The paper proposes logit reweighting to adapt closed-source LLMs for task-specific generation without accessing model weights. By learning an autoregressive transition matrix from task data, it adjusts token probabilities during inference to align outputs with target domains. Experiments show improved style/keyword compliance over zero-shot and instruction tuning, advocating logit accessibility as a practical adaptation pathway. The method bridges theoretical label shift correction with efficient LLM customization.

给作者的问题

No further questions.

论据与证据

The claims are partially supported: empirical results on style/keyword alignment validate performance gains, but theoretical guarantees (e.g., distribution alignment) rely on idealized assumptions (e.g., perfect transition matrix estimation) not fully verified in real-world noisy settings. Scalability claims for large vocabularies lack rigorous analysis of trade-offs with token pruning.

方法与评估标准

The methods (logit reweighting via transition matrices) align with the goal of adapting closed LLMs using limited access (logits only), and domain-specific metrics (style/keyword accuracy) suit tasks like product descriptions. However, human evaluation is notably absent for assessing output quality, and generalization tests are limited to narrow domains (e.g., one brand), leaving broader applicability under-explored.

理论论述

The theoretical claim of distribution alignment (via logit reweighting under ideal transition matrices) is logically consistent given the assumptions, but the proof sketch (as described in the summary) assumes noiseless task-specific data and perfect estimation of the transition matrix—conditions unlikely in practice. No convergence rates or sensitivity analysis for estimation errors are provided, and empirical results do not explicitly validate the theoretical bound (e.g., measuring distribution divergence post-adaptation).

实验设计与分析

The experimental design has validity in using domain-specific metrics (e.g., keyword accuracy for product descriptions), but human evaluation is missing, leaving output fluency/coherence unverified. Comparisons to baselines (zero-shot, instruction tuning) are reasonable, but scalability tests lack depth—token pruning’s impact on rare tokens is unstudied. Domain generalization is under-tested (e.g., single-brand data), raising concerns about broader applicability.

补充材料

Yes, I reviewed the algorithm descriptions in Appendix A, the assumptions in Appendix B, and the experimental details in Appendix C.

与现有文献的关系

The paper connects to label noise correction literature (e.g., noise transition matrices in supervised learning) by reframing LLM adaptation as correcting “noisy” general-purpose token distributions. It extends these ideas to autoregressive generation, differing from prior LLM adaptation (e.g., prompt tuning, soft prompts) by relying solely on logits, aligning with resource-efficient methods like light-weight finetuning but avoiding weight access. Theoretically, it bridges domain adaptation (e.g., label shift theory) with LLM customization, advancing closed-model adaptation paradigms.

遗漏的重要参考文献

The paper does not cite controlled text generation methods (e.g., FUDGE Yang & Klein, 2021), which also modify logits using auxiliary models for task alignment. Additionally, Qiu et al. also investigated how to dynamically adjust logits by learning temperature parameters to adapt to different tasks.

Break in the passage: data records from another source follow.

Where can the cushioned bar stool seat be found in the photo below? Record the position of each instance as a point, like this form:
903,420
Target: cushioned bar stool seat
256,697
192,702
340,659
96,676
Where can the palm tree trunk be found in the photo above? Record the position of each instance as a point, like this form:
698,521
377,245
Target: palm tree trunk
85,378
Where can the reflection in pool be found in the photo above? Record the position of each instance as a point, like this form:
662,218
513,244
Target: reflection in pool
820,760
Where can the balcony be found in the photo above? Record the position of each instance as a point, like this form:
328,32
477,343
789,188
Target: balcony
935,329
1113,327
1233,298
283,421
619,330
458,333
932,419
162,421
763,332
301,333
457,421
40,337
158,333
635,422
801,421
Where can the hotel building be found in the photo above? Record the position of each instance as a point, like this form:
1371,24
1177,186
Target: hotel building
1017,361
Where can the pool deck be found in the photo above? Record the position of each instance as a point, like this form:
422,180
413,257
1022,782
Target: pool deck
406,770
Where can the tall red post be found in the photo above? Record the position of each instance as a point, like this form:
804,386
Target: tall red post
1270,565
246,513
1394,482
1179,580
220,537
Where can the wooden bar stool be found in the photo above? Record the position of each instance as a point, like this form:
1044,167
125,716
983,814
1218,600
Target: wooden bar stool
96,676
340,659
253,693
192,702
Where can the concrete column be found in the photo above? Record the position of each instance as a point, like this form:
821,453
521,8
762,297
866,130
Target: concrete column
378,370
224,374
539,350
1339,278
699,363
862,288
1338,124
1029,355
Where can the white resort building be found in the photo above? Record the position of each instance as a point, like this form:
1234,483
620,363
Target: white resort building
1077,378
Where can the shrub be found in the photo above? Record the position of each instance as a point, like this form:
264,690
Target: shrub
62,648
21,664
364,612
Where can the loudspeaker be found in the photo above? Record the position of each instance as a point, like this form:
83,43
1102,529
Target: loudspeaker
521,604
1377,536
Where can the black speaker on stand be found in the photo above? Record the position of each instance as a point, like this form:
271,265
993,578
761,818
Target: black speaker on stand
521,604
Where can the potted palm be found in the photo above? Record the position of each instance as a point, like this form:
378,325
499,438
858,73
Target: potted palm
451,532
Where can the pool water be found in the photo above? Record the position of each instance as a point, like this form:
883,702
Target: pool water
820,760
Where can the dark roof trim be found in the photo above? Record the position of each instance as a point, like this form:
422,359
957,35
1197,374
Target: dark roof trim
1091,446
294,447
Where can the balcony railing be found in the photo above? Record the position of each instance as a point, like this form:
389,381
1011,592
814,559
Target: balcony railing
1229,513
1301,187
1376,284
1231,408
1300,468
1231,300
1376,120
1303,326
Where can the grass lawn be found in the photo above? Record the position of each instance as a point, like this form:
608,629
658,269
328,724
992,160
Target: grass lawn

[1] Yang & Klein, FUDGE: Controlled Text Generation With Future Discriminators, In NAACL, 2021. [2] Qiu et al., To Cool or not to Cool? Temperature Network Meets Large Foundation Models via DRO. In ICML, 2024.

其他优缺点

Strengths: The paper’s originality lies in creatively bridging label noise correction with autoregressive LLM adaptation, a novel conceptual link that unlocks practical utility for closed models. Its emphasis on logit accessibility addresses a critical industry need (adapting proprietary models without weight access), offering significant real-world relevance. The method’s lightweight design (task-specific matrix learning) is a pragmatic strength.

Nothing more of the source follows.